Pierre Favre : Le Boucher au grand cœur

10 décembre 2011

Pierre FAVRE

Seul, à la rue, Pierre Favre fait le vœu de connaître, ne serait-ce qu’une fois dans sa vie, une véritable histoire d’amour. Le vent tourne. Il chante avec les Garçons Bouchers.

Propos recueillis par Magali Germain

J’ai eu une enfance heureuse. Mes parents sont des gens charmants. Ils m’ont bien élevé, mais à l’adolescence, je me sens vraiment seul et mal dans ma peau. Je n’ai pas confiance en moi. Alors, je commence à m’alcooliser. Je tombe dans la punk attitude : « No future. » De plus en plus destroy, je suis pris dans l’engrenage d’une autodestruction. Je me vois devenir de plus en plus malheureux. Je me clochardise. Puis je rebondis. En banlieue parisienne, j’ai un emploi d’archiviste la semaine.
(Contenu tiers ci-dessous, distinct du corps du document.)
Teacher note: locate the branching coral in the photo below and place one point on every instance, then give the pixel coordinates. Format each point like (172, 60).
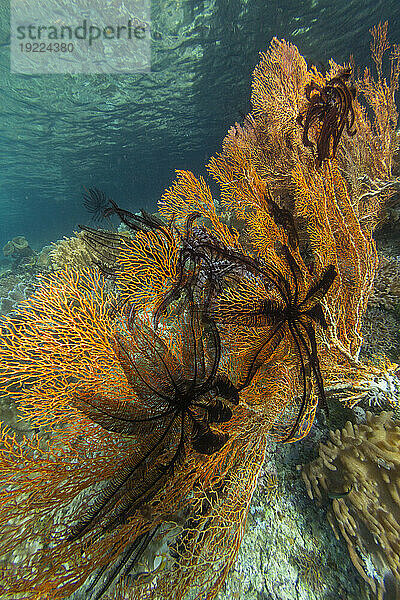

Le week-end, je partage ma passion pour la musique rock sur les scènes alternatives. Le samedi soir, les concerts durent toute la nuit. On repart le matin au premier RER. Quand je suis saoul, je chante. Ça fait marrer Hadji-Lazaro le leader des Garçons Bouchers. Il me recrute comme chanteur du groupe en 1988. C’est l’époque de Vacarmélite ou la Nonne bruyante. On connaît une petite notoriété.

L’amour de ma vie
Un 31 décembre, je rencontre Géraldine. C’est une jolie poupée. On se revoit dans un concert. Je lui remets un énorme chèque. C’est ma façon de draguer. Elle vient habiter à la maison. Elle n’a pas 18 ans, j’en ai 26. Une fille comme elle n’aurait pas dû rester avec moi. Elle s’accroche. C’est l’amour de ma vie. On se marie. Un an plus tard, une fin de concert dégénère. Géraldine est blessée. À l’hôpital, on apprend tout en même temps : elle est enceinte et séropositive. Opération, anticoagulants, elle perd le bébé… À mon tour, je fais le test et apprends que je suis aussi porteur du virus. Cette malchance nous fait vivre une véritable histoire d’amour. On décide de se battre à deux. Le SIDA renforce notre amour. De 1996 à 2001, la santé de mon aimée se dégrade. Avec la maladie, elle souffre et devient faible : je découvre la tendresse. Pour moi débute une école du don et de l’accompagnement gratuit. Le virus touche l’encéphale de Géraldine. Elle plonge dans la mélancolie. Devenue maniaco-dépressive, elle est internée à l’hôpital Sainte-Anne. Tous les soirs, je prie le Bon Dieu pour qu’il m’aide à la soutenir et à l’accompagner. Je vais la voir tous les jours. Si je ne suis pas là pour lui faire sa toilette, personne ne le fait. Elle attrape la tuberculose. Puis un cancer prolifère. Elle meurt à 32 ans après avoir passé la moitié de sa vie à se faire soigner.
Le jour de ses funérailles, de retour à la maison, seul dans mon grand lit encore plein de son parfum, je n’arrive pas à dormir. Je découvre dans la table de nuit un petit livre. Je ne savais même pas qu’il y avait ça chez nous. C’est un petit livre de prières chrétiennes. En lisant l’Adoro Te, une hymne écrite par Thomas d’Aquin, chaque mot me parle. C’est très puissant, tellement puissant que j’ai peur. Je me dis : « Ça y est, je vais péter un plomb. » Depuis, il n’y a pas un jour sans que j’ouvre un bouquin qui m’aide à mieux prier le Christ. C’est devenu un besoin. Comme j’ai un look un peu particulier, on me demande de témoigner. Les gens qui vivent de belles histoires d’amour, il y en a beaucoup, mais la mienne est particulière. Et puis ce chemin de foi, c’est un chemin d’espérance que j’échange volontiers pour dire à ceux qui sont dans le mal-être et dans le malaise que rien n’est définitif. J’ai besoin de transmettre ça.
Déjà du temps des Garçons Bouchers, je m’étais forgé l’idée que les paroles, c’était bien, mais que les actes, c’était mieux. Dans sa maladie, Géraldine m’a imperceptiblement appris à l’accompagner. J’ai alors chopé un autre virus. Celui de me mettre au service des autres. Je me suis engagé au Secours catholique. Tout ça s’est fait naturellement. Mes anciens copains de rock doivent me prendre pour un grand malade. Ce n’est pas grave. Je ne casse plus du curé, je vais prier. Je ne chante plus dans les concerts, je chante à l’église. Ce n’est pas moins beau.